Many blind and partially sighted children need additional help from their teacher to develop a secure grasp of numerical concepts. A young sighted child soon appreciates that rearranging objects on the table doesn’t change the number of objects present. Where a child can only see part of the table or a few of the objects at one time, or can only access them by touch, this may not seem so obvious.
Children with vision impairment often wish to work with tangible objects for longer than their peers, to develop their sense of number and pattern, square numbers and factor pairs. Use counters or bricks to illustrate that prime numbers can only be divided by themselves and one. It is easier to keep track of cubes or counters in a contrasting coloured tray.
Blind children may prefer to use a peg board such as from a solitaire game, as pegs can be felt more easily than counters without rearranging them. An abacus can also be useful for early counting, pattern and sequence activities.
Some blind and partially sighted children are less likely than their sighted peers to have independently paid and received change in a shop. And because price labels are often too small to read, some children with a vision impairment need more input from teachers and parents to develop a sense of the relative value of everyday products.
Learning to recognise and discriminate between coins and notes is an essential independence skill. Use real money – it offers tactile clues such as ridged edges and weight, unlike plastic money which feels very different. Insist they give it back!
RNIB's online shop sells products to help with handling notes and coins. Involve the child's habilitation worker and parents so that the child develops a consistent approach to learning about money.
For written work some learners need a bigger bolder decimal point and some find it helpful if it is highlighted with fluorescent marker. If you are producing your own resources then consider an alternative to using the full stop as a decimal point: insert a special symbol that will be a larger dot, centred vertically. The specialist teacher for vision impairment can advise.

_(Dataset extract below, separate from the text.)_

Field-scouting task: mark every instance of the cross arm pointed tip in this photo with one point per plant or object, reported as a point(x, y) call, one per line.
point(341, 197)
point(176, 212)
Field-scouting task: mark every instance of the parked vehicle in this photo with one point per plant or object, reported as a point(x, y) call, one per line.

Good vision makes it much easier to estimate length and gain a sense of relative size. Blind and partially sighted children may need many additional meaningful opportunities to practise measuring and estimating, and ordering objects by size. As well as being essential mathematical concepts, these skills really help when children are learning to get around independently.
You can buy a tactile ruler from RNIB's online shop. The specialist teacher for the visually impaired will be able to teach the tactile method for using the ruler.
Some children with impaired vision are only able to measure accurately to within 0.5cm. Candidates sitting public examinations using modified large print or Braille papers are likely to be allowed an error margin of 0.5cm when measuring or drawing.
Transparent measuring equipment can also be adapted with bold marker pen, Bumpon stickers or tacti-mark. Some children find it easier to measure liquid if you add food colouring to make it easier to see.
Plastic trays divided into sections to teach Hundreds, Tens and Units.
Magnetic place value cards for building up two and three digit numbers – hundreds, tens and units overlay each other. These are particularly useful if a partially sighted child uses a sloping work surface, to bring their work closer.
One hundred squares in a large font or overlaid in braille using Velcro strips. Tiles can be blanked out using Blu Tack or with blank tiles that you attach with Velcro. Ask the child to work out which numbers are covered. The same adaptations can be used for bingo.
Easy-to-see or braille number lines with some numbers pre-marked to help with understanding subtraction and negative integers.
Large print number fan for group activities – some children need someone to tell them what numbers are being displayed. Matt fans are easier to see than ones with a glossy finish.
Fractions boards – labelled in braille if necessary. Make sure that the per cent symbol and ratio colon can be read easily.